Since rising to power in 2015, Crown Prince Mohammed bin Salman has courted Western allies to support his reform plans, offering billions of dollars of arms sales and promising to fight radicalism in the kingdom.
But the row threatens to slow Riyadh’s foreign investment drive, a campaign already unsettled by a series of assertive foreign policy initiatives by the top oil exporter.
“Saudi Arabia simply cannot afford to alienate any other sections of the global community in the midst of its unpopular military engagement in Yemen, its indirect confrontation with Iran,” commentator Jamal Khashoggi wrote in the Washington Post.
In addition to the trade freeze, Riyadh has stopped sending patients to Canadian hospitals and told hundreds of trainee doctors to leave Canada with only weeks’ notice.
That could disrupt Canadian hospitals and end a 40-year-old program to train specialists for the kingdom.
Saudi authorities also suspended educational exchanges, and moved Saudi scholars to other countries.

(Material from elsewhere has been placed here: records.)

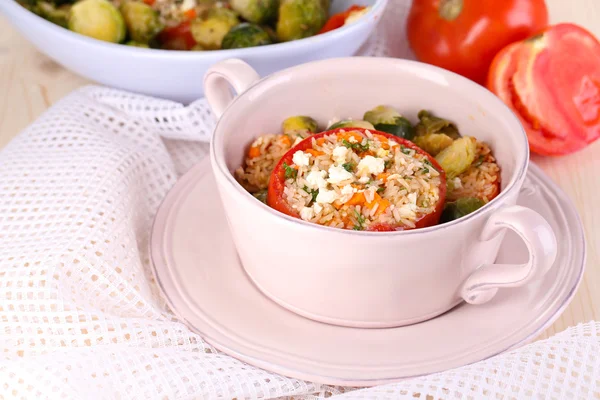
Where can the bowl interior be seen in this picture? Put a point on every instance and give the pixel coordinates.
(343, 88)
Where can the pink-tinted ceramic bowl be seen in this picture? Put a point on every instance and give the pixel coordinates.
(372, 279)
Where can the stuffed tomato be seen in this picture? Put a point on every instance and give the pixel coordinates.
(360, 179)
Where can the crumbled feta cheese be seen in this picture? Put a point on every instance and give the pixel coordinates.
(339, 154)
(316, 179)
(371, 165)
(382, 152)
(412, 197)
(301, 158)
(348, 189)
(307, 213)
(326, 196)
(338, 174)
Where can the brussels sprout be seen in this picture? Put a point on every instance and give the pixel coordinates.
(137, 44)
(458, 157)
(56, 15)
(210, 31)
(300, 18)
(299, 123)
(460, 208)
(386, 119)
(257, 11)
(98, 19)
(261, 196)
(431, 124)
(246, 35)
(433, 143)
(351, 123)
(142, 22)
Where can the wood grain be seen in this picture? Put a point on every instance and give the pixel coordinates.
(30, 83)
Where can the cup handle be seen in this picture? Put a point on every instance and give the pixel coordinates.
(483, 284)
(219, 79)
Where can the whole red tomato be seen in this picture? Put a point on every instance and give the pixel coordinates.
(463, 36)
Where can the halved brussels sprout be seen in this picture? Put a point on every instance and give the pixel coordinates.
(137, 44)
(299, 123)
(142, 22)
(351, 123)
(460, 208)
(433, 143)
(300, 18)
(246, 35)
(458, 157)
(56, 15)
(431, 124)
(210, 31)
(98, 19)
(386, 119)
(257, 11)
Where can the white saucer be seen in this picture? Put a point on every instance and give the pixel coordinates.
(198, 270)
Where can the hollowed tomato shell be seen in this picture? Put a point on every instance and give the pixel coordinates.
(276, 200)
(552, 82)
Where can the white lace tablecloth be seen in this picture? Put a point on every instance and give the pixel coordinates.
(80, 315)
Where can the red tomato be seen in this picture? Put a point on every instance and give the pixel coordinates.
(337, 20)
(276, 200)
(177, 37)
(463, 36)
(552, 82)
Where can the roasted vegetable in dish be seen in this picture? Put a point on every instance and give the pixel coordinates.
(386, 119)
(354, 176)
(193, 25)
(300, 18)
(98, 19)
(246, 35)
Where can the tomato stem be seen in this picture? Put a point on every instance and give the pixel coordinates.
(450, 9)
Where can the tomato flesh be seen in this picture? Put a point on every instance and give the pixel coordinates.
(552, 82)
(275, 193)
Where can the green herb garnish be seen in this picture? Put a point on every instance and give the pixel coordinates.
(313, 194)
(355, 146)
(289, 171)
(360, 220)
(348, 166)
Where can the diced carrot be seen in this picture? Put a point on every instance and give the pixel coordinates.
(189, 14)
(315, 153)
(348, 135)
(382, 177)
(254, 152)
(285, 140)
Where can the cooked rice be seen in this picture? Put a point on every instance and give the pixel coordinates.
(377, 182)
(264, 153)
(481, 180)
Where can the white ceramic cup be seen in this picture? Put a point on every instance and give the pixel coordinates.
(372, 279)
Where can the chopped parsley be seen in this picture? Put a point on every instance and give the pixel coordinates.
(348, 166)
(289, 171)
(360, 221)
(356, 146)
(313, 194)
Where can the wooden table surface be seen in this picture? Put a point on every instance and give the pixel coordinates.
(30, 83)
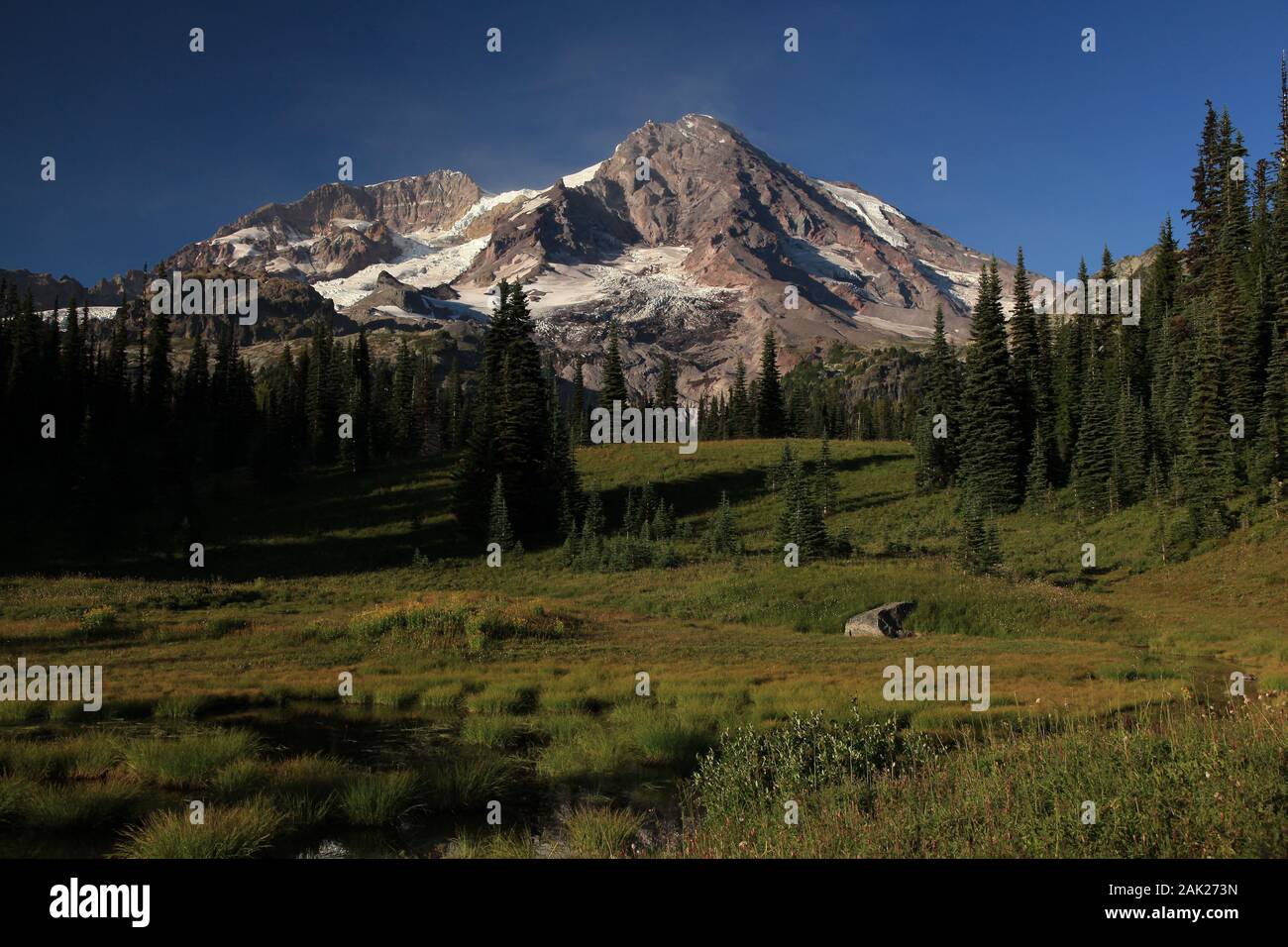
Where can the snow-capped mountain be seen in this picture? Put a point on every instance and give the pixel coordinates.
(695, 258)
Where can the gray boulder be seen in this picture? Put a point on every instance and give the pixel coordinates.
(883, 621)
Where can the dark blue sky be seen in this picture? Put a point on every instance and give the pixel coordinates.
(1047, 146)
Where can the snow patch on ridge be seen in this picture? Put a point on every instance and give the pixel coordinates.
(872, 210)
(583, 176)
(425, 261)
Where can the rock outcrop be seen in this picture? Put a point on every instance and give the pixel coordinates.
(883, 621)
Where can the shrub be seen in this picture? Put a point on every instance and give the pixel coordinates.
(752, 770)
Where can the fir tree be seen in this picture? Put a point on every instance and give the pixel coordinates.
(721, 536)
(498, 518)
(771, 418)
(991, 421)
(613, 386)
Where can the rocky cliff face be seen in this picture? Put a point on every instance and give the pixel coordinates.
(696, 257)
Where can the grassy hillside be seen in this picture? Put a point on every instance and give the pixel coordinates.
(518, 684)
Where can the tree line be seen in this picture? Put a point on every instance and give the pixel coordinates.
(1185, 410)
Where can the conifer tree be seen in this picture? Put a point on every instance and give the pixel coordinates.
(771, 416)
(939, 414)
(498, 518)
(979, 551)
(721, 536)
(613, 386)
(991, 421)
(741, 419)
(1207, 449)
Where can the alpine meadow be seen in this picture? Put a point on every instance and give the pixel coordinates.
(691, 506)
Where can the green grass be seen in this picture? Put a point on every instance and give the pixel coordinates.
(518, 684)
(189, 759)
(377, 799)
(601, 831)
(237, 831)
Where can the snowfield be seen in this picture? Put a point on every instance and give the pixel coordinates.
(874, 211)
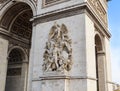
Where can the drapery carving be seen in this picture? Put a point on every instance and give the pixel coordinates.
(58, 50)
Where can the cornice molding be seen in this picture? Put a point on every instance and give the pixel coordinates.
(70, 11)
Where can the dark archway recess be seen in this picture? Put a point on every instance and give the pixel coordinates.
(98, 43)
(16, 21)
(22, 26)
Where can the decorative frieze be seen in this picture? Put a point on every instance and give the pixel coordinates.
(51, 2)
(99, 9)
(58, 50)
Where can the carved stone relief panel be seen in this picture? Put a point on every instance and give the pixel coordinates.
(58, 50)
(99, 9)
(51, 2)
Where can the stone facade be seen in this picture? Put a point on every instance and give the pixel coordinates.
(49, 45)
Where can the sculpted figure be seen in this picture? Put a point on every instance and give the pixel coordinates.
(58, 51)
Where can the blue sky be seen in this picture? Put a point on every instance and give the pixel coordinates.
(114, 28)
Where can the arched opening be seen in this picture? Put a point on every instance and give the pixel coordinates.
(16, 22)
(100, 69)
(14, 78)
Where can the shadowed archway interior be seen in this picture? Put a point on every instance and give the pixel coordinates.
(100, 58)
(16, 22)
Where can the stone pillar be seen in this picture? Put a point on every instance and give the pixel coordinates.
(3, 63)
(101, 71)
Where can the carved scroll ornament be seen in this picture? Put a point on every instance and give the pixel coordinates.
(58, 51)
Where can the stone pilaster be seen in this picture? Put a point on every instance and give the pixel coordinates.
(3, 63)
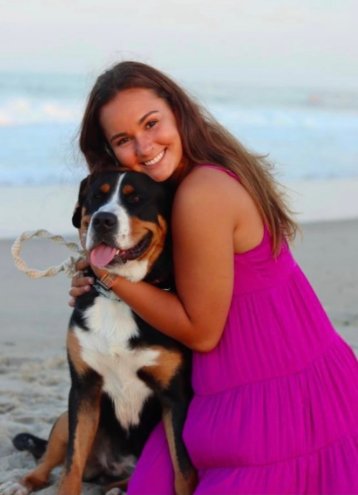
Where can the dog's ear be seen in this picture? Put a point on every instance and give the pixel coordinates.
(77, 212)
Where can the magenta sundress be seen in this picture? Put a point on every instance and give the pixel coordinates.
(275, 409)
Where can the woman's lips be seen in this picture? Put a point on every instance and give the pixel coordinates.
(156, 160)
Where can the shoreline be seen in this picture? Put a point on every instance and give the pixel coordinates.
(34, 381)
(51, 207)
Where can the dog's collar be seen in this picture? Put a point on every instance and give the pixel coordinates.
(102, 290)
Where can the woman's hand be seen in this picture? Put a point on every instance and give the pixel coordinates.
(80, 285)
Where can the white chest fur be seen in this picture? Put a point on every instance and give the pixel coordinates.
(105, 349)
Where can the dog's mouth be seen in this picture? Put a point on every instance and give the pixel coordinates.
(104, 254)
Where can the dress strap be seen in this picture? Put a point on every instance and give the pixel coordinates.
(223, 169)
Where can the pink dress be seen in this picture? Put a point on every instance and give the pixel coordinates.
(275, 409)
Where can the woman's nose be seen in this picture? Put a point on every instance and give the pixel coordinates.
(144, 147)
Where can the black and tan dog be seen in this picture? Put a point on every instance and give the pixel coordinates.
(126, 376)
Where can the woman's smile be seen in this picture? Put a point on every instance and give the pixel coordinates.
(142, 131)
(155, 160)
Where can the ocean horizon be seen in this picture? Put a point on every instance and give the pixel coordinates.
(307, 134)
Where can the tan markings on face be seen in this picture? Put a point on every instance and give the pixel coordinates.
(74, 352)
(85, 219)
(128, 189)
(54, 456)
(139, 229)
(105, 188)
(184, 483)
(122, 485)
(166, 365)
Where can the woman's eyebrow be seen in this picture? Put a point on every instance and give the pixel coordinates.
(141, 120)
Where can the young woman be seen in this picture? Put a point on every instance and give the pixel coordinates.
(276, 389)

Saudi’s state airline said it was suspending flights to and from Toronto.
Saudi Arabia’s main state wheat-buying agency told grains exporters it will no longer accept Canadian-origin grains in international tenders, European traders said.
Bilateral trade between Canada and Saudi Arabia is worth nearly $4 billion a year. Canadian exports to Saudi Arabia were about $1.12 billion in 2017, or 0.2 percent of the total value of Canadian exports.
On Tuesday, Reuters reported that Canada planned to seek help from United Arab Emirates and Britain to defuse the row.